[Tip] look at as much street photography as you can handle.
Absorb a lot of street photography.
I can handle a lot and so, I am sure, can you. It’s not just fun and inspiring but it starts to inform how you see. Not just from one perspective but many. It doesn’t make you any of the people whose work you observe but it starts to help you align the elements of what you see in ways you may not have otherwise thought of.
Look at all the work you can. Your tastes in the subject will undoubtedly transform and the work you wished you could produce may no longer speak as loudly as that of one that you didn’t formerly understand. It’s all good. You’ll see things you want to do done by some and things you’ll want to avoid done by others. With repeated and varied viewing you will incorporate a great many things without even noticing (for a while at least).
Don’t worry about copying. You can't copy street photography.
Each image and each moment are unique. They only happen just like that - one time ever.

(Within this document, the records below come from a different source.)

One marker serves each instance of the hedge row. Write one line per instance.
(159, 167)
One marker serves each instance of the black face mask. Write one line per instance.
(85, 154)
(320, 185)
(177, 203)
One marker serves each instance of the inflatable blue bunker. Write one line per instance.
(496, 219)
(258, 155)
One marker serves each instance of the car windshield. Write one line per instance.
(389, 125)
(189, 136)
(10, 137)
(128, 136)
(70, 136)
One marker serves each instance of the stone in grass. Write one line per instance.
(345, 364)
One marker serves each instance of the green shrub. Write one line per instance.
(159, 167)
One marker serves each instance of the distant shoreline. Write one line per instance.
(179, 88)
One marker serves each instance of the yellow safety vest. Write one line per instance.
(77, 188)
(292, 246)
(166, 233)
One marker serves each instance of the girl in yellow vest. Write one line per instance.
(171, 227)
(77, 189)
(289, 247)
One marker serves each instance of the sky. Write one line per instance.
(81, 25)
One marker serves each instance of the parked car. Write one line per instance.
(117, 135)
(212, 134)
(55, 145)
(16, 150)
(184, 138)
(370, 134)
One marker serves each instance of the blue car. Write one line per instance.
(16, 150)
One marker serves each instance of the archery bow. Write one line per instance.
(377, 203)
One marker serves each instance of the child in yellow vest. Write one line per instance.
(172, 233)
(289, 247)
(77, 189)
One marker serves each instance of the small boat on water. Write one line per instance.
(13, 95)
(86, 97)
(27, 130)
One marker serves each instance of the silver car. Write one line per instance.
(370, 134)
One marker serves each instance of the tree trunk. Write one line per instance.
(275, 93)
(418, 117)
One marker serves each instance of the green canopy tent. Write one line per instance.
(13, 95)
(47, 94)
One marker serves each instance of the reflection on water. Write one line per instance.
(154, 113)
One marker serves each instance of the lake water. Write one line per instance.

You can copy a technique but when, where and how you apply it are yours. Add all the influences together with a healthy dose of you and your backstory - and the mix you get will be uniquely you.
It takes a while until it is more easily recognised as you but it most certainly is.
I look at street photography all the time (as well as many other genres that I like) and I know I have been heavily influenced.
My preferred viewing is of the classics. I hesitate to say masters due to the fact that there are some great photographers today that have mastered their subject. Classics are of course masters but you know they are older and have stood the passage of time.
As for copying, don’t worry. You can only really be inspired by the work of another street photographer as I mentioned earlier.
Each of the people you are inspired by was in turn inspired by someone else. Even at the beginning of the photographic age, photographers were inspired by painters and even, I imagine, writers.
Many if not all of the greats acknowledge their inspirations.
Having said all that, there is no substitute for practice. You have to create an awful lot of images to get to the point where you aren’t thinking but doing.
One day someone will ask how you know what to photograph, where to place the subject(s) and many other things and they’ll want to know how you do it so quickly and effortlessly.
When that happens remember to tell the truth, you were inspired by many and you walked a lot (usually with a camera).